Repeated Measures ANOVA vs multiple simple ANOVAs I have calculated plant growth rates at 2, 4, and 6 weeks of growth and would like to answer the question, "at each of these time points, do the soil treatments affect plant growth rates?". I have been advised that I need to run a related measure ANOVA as I have sampled the same individuals multiple times, however, I am not convinced that my data will meet the assumptions or that this is the correct choice of test.
The plant growth rate for each time was calculated by taking the change in plant growth (from the start to end of that fortnight) and dividing by 14 days.  So the week 2 growth rate was calculated by taking each individuals day 0 height from its day 14 height and then dividing by 14 days. The same was done for week 4 heights but using day 14 to day 28. And so on.
My issues are:

*

*I do not have the same number of observations per treatment (some treatments resulted in higher germination success than others), nor are they consistent through time (some plants died throughout the course of measurements). As such, it appears that my I may be violating the need of a balanced design (or is this simply a missing values issue? I can't get my r {anova_test} function to run using my data for this reason)
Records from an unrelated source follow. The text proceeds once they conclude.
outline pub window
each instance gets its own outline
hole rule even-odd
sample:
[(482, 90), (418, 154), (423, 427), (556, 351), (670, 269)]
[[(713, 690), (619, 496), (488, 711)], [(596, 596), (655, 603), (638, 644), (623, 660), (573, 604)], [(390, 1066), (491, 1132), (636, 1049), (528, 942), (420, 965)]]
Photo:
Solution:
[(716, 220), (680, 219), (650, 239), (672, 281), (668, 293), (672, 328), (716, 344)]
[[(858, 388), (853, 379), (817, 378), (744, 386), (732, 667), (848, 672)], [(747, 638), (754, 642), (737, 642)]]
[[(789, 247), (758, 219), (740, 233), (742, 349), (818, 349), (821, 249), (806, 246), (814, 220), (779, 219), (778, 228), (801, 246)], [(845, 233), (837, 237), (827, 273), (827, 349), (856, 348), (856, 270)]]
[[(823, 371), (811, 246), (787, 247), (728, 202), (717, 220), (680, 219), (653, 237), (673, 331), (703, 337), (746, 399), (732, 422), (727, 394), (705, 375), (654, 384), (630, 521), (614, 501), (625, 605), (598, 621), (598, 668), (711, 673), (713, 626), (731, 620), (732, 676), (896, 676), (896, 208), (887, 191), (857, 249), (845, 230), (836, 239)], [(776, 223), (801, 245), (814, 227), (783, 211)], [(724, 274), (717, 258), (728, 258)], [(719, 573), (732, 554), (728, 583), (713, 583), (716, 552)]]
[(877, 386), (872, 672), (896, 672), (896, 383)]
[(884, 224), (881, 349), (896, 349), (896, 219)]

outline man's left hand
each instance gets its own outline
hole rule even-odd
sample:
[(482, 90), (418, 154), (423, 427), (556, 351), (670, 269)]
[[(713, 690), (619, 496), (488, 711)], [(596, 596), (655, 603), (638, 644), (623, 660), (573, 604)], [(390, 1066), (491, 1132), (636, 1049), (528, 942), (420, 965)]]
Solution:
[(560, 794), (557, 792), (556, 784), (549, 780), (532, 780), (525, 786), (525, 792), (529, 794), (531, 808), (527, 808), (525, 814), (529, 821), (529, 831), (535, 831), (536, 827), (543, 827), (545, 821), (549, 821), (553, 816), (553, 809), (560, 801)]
*I am not so interested in if plant growth rates change between times (this is to be expected), but more so if treatments have an affect at each time (three seperate questions; that is to say, at week 2, was there a sig difference?; and week 4, was there a sig difference?...), hence why I am more inclined to do multiple simple ANOVA instead (one for each time). Would this be suitable, or is it still improper to do so given the same individual was measured multiple times for the same variable (despite one one measurement per individual being used per ANOVA)?

 A: It is very difficult to understand plant growth conditional on the plant not dying.  I would opt for an unconditional analysis of an ordinal outcome Y where the lowest level of Y codes for death and all other levels are actual plant heights.  That way you don't need to use a hard-to-interpret "missing" data imputation.  Consider a longitudinal ordinal model as discussed here - either a first-order Markov model or using random effects.
It is generally not a good idea to model differences, because in doing so one must have perfectly transformed Y before the subtraction.  It's usually better to model trajectories, then after fitting the model to compute any contrast of interest.  But the simplest thing to assess, from the fitted longitudinal model, is the plant height at the final time point, adjusted for the baseline height.  This captures growth.
A: As Frank Harrell says in his answer (+1), "It is very difficult to understand plant growth conditional on the plant not dying." That makes it hard to address your interest in whether treatments have different effects on "plant growth" at different times.
Would you, for example, be interested in finding rapid growth of a single plant even if all of the others treated the same way failed to germinate or died in the interim? Or do you care more about something related to net biomass production, like the sum of living plant heights? Think carefully about the specific question you are trying to answer.
You certainly don't want to do "multiple simple ANOVAs" in the way you propose. For one, they would ignore the deaths. For another, you are much better off modeling the actual plant heights as a function of time and treatment first and examining differences ("contrasts of interest," as Frank Harrell put it) later. And, as you note in the question, multiple ANOVAs would ignore the correlations within individual plants that should be taken into account.
Standard repeated-measures ANOVA won't work either, so you need some form of regression model that takes those correlations and the deaths into account.
Frank Harrell's suggestion for an ordinal outcome model with the lowest outcome level representing death is an interesting way to approach the problem of modeling both growth and death together, which I hadn't previously considered. His course notes and book provide more details on both longitudinal data analysis and ordinal outcome models.
There are other ways to model longitudinal data and events (deaths) jointly, with this paper about the R JM package providing some useful literature references and a way to proceed. But any approach will still come up against what you mean by "treatment effects on plant growth" when the treatments might also affect death.